A long bet for DAOs

This post is an updated version of Long Bet #897.

The Bet

By 2032, decentralized autonomous organizations (DAOs) and other digitally-constituted organizations will organize more assets and production than traditional, legally-constituted corporations.

Why?

Legally-constituted corporations are long-standing vehicles for producing commercial goods and services, and they are incredibly effective at doing so. Despite tremendous hype, today’s DAOs are generally less competitive and less efficient at producing goods and services than comparable corporations. But there are several ways that DAOs could disrupt the thousand-year-old corporate model. In order from most to least evidenced:

  1. Scaling funding. One demonstrated feature of DAOs is their ability to obtain funds incredibly quickly. DAOs might demonstrate a comparative advantage in raising and deploying capital given their native proximity to crypto assets such as tokens, NFTs, and various financial instruments coming from decentralized finance. DAO-based fundraising might also be especially appropriate for fast-moving software projects.

  2. Evading regulation. Operating on decentralized infrastructure allows (some) DAOs and blockchain operators to evade regulation within certain legal jurisdictions, e.g. U.S. securities laws or European data regulations, even when relevant persons in the DAO may reside or do business in those jurisdictions. This clearly endows DAOs with certain advantages compared to traditional entities.

  3. [*] Easy to start. Registering a company requires interacting with legal authorities, possibly in multiple jurisdictions. Starting a DAO can be as easy as filling out an online form, making them a better fit for projects that are just beginning.

  4. [*] Digital jurisdiction. Blockchain-based forms of contract enforcement and alternative dispute resolution might advance to the point where companies will prefer to operate in a digital jurisdiction rather than a traditional legal jurisdiction. This is most likely to happen when the legal jurisdiction in question has low capacity or is inefficient in some way (e.g. due to corruption or lack of institutional investment), or when a company needs to operate globally across multiple jurisdictions.

  5. Scaling contribution. Building a product or service requires sourcing and hiring people. Open-source software has already demonstrated the ability of protocols such as git to organize contributors at large scales. DAOs, through tokens, community ownership, and other incentive mechanisms, can support scaling of contributors and mitigate some of the problems with open-source and other forms of peer production.

  6. [*] Community ownership. DAOs, as variations of online communities, offer better support for large-scale community ownership and governance. In turn, community ownership might enable faster growth and better alignment between firms and their users, locking in network effects.

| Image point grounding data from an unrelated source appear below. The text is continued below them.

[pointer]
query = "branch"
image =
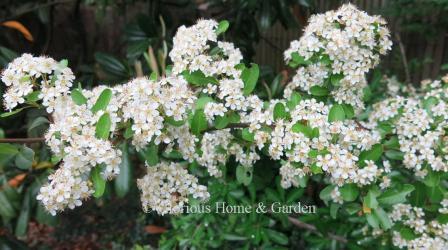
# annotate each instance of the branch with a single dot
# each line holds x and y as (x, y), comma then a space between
(361, 126)
(313, 229)
(35, 7)
(22, 140)
(232, 125)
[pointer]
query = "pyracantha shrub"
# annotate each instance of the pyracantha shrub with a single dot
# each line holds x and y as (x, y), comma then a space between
(205, 111)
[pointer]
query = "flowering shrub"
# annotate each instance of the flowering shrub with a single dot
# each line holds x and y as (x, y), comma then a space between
(204, 112)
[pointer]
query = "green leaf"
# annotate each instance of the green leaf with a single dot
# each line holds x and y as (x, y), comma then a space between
(297, 60)
(370, 200)
(124, 179)
(170, 120)
(221, 122)
(349, 111)
(334, 207)
(102, 128)
(394, 155)
(111, 65)
(244, 175)
(319, 91)
(78, 97)
(151, 154)
(391, 197)
(25, 157)
(336, 113)
(8, 149)
(38, 122)
(432, 179)
(198, 78)
(383, 218)
(325, 194)
(316, 169)
(222, 27)
(407, 233)
(99, 183)
(277, 237)
(352, 208)
(373, 154)
(6, 114)
(233, 237)
(373, 221)
(128, 133)
(247, 135)
(202, 101)
(250, 78)
(24, 216)
(102, 101)
(349, 192)
(304, 129)
(336, 79)
(280, 111)
(294, 100)
(33, 96)
(6, 209)
(199, 122)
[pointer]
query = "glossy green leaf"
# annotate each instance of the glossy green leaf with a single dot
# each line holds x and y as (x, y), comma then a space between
(199, 122)
(349, 192)
(370, 200)
(78, 97)
(221, 122)
(198, 78)
(244, 175)
(24, 159)
(280, 111)
(151, 154)
(99, 183)
(222, 27)
(102, 128)
(337, 113)
(124, 179)
(319, 91)
(383, 218)
(250, 78)
(102, 101)
(394, 196)
(247, 135)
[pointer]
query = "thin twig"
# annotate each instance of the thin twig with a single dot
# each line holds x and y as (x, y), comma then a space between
(403, 57)
(268, 90)
(35, 7)
(232, 125)
(360, 125)
(22, 140)
(313, 229)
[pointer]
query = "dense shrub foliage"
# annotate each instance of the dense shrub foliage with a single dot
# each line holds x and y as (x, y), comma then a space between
(379, 164)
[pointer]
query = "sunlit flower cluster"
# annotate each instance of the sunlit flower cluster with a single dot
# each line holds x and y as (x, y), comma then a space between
(336, 50)
(419, 122)
(26, 72)
(166, 188)
(426, 234)
(196, 48)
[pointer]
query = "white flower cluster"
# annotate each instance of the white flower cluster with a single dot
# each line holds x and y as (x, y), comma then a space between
(26, 71)
(166, 188)
(311, 144)
(149, 103)
(420, 123)
(427, 235)
(191, 51)
(344, 45)
(71, 136)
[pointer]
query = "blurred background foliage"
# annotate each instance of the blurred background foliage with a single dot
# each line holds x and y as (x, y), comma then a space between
(111, 41)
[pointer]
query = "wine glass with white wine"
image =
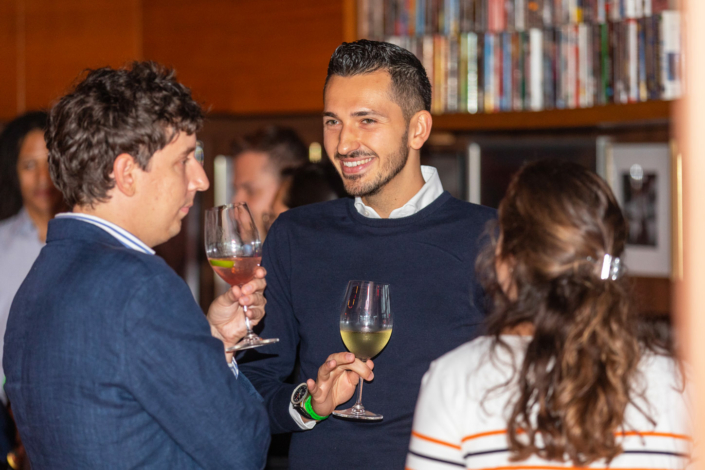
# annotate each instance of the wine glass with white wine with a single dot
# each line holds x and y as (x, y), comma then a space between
(366, 326)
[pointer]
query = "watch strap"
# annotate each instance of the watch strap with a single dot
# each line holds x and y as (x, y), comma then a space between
(309, 410)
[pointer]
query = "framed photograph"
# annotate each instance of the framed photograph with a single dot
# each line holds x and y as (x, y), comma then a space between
(640, 177)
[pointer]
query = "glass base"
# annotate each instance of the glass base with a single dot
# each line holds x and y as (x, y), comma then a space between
(250, 342)
(352, 413)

  7. [*] Digital public goods. DAOs might be a more efficient vehicle than traditional corporations for funding, building, and protecting public goods for the entire DAO ecosystem, leading to more investment in shared infrastructure, a more interoperable institutional and technical stack, and a cheaper, more efficient ecosystem of services than that available to traditional companies.

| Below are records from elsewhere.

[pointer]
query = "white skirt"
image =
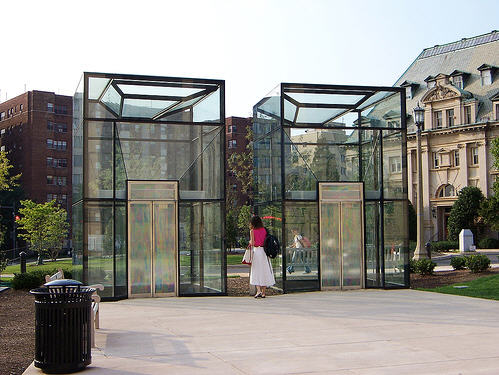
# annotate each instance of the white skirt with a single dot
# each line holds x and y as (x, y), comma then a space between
(261, 270)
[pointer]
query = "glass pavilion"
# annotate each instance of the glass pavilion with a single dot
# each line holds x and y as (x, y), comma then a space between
(148, 185)
(330, 166)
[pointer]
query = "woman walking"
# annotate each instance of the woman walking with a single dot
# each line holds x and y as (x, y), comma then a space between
(261, 274)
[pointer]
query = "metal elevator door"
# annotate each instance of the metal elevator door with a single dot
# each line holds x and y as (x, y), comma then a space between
(152, 239)
(341, 235)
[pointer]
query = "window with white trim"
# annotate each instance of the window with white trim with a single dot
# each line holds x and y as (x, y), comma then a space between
(474, 156)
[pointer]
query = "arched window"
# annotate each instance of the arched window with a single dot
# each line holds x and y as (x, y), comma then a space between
(446, 191)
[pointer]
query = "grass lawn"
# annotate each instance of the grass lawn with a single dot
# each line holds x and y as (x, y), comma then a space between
(483, 287)
(65, 264)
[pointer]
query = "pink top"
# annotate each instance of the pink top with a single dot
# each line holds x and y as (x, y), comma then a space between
(259, 236)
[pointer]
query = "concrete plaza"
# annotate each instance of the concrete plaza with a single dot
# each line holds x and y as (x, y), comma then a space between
(355, 332)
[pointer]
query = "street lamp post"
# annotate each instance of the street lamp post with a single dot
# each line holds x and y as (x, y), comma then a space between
(420, 251)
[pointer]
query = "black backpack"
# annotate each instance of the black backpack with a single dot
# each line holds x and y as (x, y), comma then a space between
(271, 245)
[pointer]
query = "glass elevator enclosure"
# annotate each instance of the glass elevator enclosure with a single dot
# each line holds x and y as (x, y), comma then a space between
(330, 168)
(149, 185)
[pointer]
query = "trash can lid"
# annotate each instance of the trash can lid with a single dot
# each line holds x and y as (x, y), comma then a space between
(63, 282)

  8. [*] Consuming shared infrastructure. DAOs may not only promote relatively more investment in shared infrastructure and research but, as technical constructs, may benefit more directly and more quickly from improvements in infrastructure and research.

  9. Tech-based network effects. DAOs, as net-native organizations, can more efficiently exploit network effects enabled by technology and the internet.

  10. Investment management. Investment DAOs and DeFi DAOs might become more efficient patterns for allocating, managing, and thus growing the value of governed assets than traditional banks or private equity firms. In this view, DAOs will become holding entities for traditional corporations.

  11. Digital governance. Corporate governance in the form of shareholder meetings, boards of directors, and corporate charters has flaws. Digital technology already complements and automates many of these processes. DAOs represent a transition from regimes where rights are recognized and enforced through legal and formal processes to a regime where rights are recognized and enforced through code, and might provide significant efficiency gains.

  12. [*] Scaling decision-making. Building and running a company requires complex decision-making at many levels, and the vast majority of corporations make these decisions through a hierarchy. DAOs are piloting decentralized forms of decision-making that, in principle, could be better suited to different business models.

  13. [*] Incentives provided by states. DAOs can be mapped to both typical corporate entities such as LLCs as well as new legal entities. Those new legal entities may entail comparative legal and tax advantages for DAOs as well as other benefits for the governments and courts that adopt them.

  14. Long-term economic trends. The economy might rebalance into industries and arenas (e.g. the metaverse) where DAOs have a comparative advantage against traditional companies.

[*] indicates hypotheses with the potential to dramatically increase the competitiveness of DAOs, especially in the long-term.

A DAO is defined here as an organization whose governance is organized primarily through a smart contract, typically hosted on a blockchain. A digitally-constituted organization is an organization whose governance is organized primarily through computational artifacts such as software, hardware, and/or protocols (e.g. the Bitcoin and Ethereum networks, even though they are not DAOs, can be classified as digitally-constituted organizations). In all likelihood, before we see a transition from legally-constituted corporations to full-fledged DAOs, we will see a wide range of organizations whose governance is both legally- and digitally-constituted.